Rezerwom Motoru Lublin został już tylko jeden mecz do zakończenia rundy jesiennej z kompletem punktów
Starcie w Urzędowie było dla piłkarzy z Lublina potyczką całkiem przyjemną. W pierwszej połowie objęli prowadzenie po uderzeniu z rzutu karnego Arkadiusza Bednarczyka. „Jedenastkę” sprokurował Daniel Karczewski, za co zresztą wyleciał z boiska z czerwoną kartką.
Zawodnicy lidera grając w przewadze liczebnej dominowali na boisku, chociaż gospodarze starali się kontratakować. W końcówce natomiast piłkarze z Urzędowa próbowali dramatycznie wywalczyć jeden punkt, ale szybko zostali skarceni.
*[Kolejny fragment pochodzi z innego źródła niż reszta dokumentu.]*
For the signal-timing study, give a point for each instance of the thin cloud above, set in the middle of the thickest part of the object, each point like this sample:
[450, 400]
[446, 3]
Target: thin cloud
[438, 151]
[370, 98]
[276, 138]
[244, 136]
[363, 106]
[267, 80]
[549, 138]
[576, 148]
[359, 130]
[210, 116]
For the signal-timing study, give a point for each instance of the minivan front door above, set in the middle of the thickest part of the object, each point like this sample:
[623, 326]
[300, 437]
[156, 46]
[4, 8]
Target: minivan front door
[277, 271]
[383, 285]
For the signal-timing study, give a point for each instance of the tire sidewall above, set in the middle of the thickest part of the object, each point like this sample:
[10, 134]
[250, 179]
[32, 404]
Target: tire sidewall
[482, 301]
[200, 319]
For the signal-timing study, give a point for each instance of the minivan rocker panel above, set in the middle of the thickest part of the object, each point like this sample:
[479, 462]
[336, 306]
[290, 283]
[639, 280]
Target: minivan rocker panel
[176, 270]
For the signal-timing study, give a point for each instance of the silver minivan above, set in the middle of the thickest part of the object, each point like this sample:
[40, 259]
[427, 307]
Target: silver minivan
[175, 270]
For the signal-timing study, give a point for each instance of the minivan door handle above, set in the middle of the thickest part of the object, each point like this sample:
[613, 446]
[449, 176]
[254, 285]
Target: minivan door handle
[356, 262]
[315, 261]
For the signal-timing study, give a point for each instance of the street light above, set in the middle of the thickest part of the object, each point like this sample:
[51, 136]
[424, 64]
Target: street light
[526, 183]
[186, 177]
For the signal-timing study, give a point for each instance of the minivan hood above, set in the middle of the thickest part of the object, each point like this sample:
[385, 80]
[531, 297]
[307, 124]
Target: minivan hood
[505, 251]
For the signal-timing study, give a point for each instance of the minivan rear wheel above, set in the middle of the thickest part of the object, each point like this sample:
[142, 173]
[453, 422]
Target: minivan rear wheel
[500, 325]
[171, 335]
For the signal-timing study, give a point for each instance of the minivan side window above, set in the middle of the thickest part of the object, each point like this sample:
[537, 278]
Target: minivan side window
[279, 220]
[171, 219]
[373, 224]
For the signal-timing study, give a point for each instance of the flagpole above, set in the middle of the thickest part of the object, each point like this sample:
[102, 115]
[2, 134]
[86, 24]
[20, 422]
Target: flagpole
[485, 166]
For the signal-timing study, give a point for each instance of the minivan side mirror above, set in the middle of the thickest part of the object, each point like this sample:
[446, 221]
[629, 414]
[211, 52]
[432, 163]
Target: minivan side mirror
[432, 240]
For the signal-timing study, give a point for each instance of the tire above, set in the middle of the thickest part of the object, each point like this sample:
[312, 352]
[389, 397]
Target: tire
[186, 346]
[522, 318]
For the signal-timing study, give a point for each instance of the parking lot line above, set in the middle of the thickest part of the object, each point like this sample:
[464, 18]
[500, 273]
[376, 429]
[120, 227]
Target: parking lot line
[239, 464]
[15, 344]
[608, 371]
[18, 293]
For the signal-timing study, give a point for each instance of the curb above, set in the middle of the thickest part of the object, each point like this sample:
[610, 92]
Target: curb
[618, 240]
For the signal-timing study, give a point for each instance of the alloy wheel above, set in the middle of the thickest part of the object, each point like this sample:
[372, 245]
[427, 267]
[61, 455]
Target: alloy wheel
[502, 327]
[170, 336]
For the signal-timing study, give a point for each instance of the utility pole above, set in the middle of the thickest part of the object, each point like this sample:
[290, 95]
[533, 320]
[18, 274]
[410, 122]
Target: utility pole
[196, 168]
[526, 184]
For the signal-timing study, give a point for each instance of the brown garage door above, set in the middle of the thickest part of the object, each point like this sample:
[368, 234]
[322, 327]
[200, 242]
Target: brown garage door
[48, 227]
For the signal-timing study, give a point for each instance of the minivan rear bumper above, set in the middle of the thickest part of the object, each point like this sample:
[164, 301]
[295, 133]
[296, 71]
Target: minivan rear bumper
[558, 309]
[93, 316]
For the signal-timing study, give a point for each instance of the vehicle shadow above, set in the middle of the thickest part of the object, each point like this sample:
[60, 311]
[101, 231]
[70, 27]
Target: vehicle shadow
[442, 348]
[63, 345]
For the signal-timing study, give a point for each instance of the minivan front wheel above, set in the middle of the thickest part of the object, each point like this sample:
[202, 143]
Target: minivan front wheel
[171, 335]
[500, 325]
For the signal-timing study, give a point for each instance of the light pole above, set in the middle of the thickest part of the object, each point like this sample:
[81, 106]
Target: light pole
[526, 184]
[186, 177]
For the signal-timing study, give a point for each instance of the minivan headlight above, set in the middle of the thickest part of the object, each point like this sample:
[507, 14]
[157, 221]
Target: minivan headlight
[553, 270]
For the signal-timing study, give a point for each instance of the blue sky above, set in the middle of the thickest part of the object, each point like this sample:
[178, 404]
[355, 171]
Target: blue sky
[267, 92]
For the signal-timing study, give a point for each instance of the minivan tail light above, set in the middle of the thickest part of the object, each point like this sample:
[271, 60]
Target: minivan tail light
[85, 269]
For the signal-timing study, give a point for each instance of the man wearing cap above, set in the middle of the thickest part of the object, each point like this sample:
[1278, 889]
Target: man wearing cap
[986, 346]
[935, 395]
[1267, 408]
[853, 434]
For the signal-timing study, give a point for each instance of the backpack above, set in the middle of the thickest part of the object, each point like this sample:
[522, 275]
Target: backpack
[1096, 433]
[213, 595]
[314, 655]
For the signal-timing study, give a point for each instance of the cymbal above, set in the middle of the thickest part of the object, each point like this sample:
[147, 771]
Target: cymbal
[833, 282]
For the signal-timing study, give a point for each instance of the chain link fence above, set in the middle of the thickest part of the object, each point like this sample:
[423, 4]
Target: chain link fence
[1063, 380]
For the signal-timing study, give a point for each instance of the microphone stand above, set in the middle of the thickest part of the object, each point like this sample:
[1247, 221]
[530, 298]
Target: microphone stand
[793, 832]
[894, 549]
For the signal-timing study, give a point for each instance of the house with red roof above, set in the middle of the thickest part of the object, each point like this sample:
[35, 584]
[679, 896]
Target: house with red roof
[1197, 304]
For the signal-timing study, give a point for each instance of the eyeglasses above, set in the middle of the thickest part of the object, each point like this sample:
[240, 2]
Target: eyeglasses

Składna i szybka akcja całej drużyny skończyła się celnym uderzeniem Macieja Baryły.
Gospodarze mogą czuć się rozczarowani końcówką rundy jesiennej. Przez jej większość plasowali się w górnej połowie tabeli. W ostatnich 5 meczach zdobyli jednak tylko punkt, spadli na 12 pozycję i dość nieoczekiwanie wiosną będą musieli patrzeć głównie za plecy, aby uniknąć walki o utrzymanie się w lubelskiej klasie okręgowej.
Orzeł Urzędów – Motor II Lublin 0:2 (0:1)
Bramki: Bednarczyk (36 z karnego), Baryła (88).
Orzeł: Daniel Karczewski – Kalisz, Nożyński, Pietroń, Zapalski (36 Surus), Skoczylas (70 Janczarek, Michalak, Klecha (80 Bijak), Łaciński (82 Cholewiński), Śnieżyński, Kozakowski.
Motor II: Szewczak – Wójtowicz, Zbiciak, Skorek, Janiszek, Bednarczyk, Sobstyl, Gierała (60 Kosior), Knap (90 Drozd), Śledź (70 Ściegienny), Baryła.
Żółta kartka: Pietroń. Czerwona kartka: Daniel Karczewski (36 min za faul). Sędziował: Ciupek. Mecz bez udziału publiczności.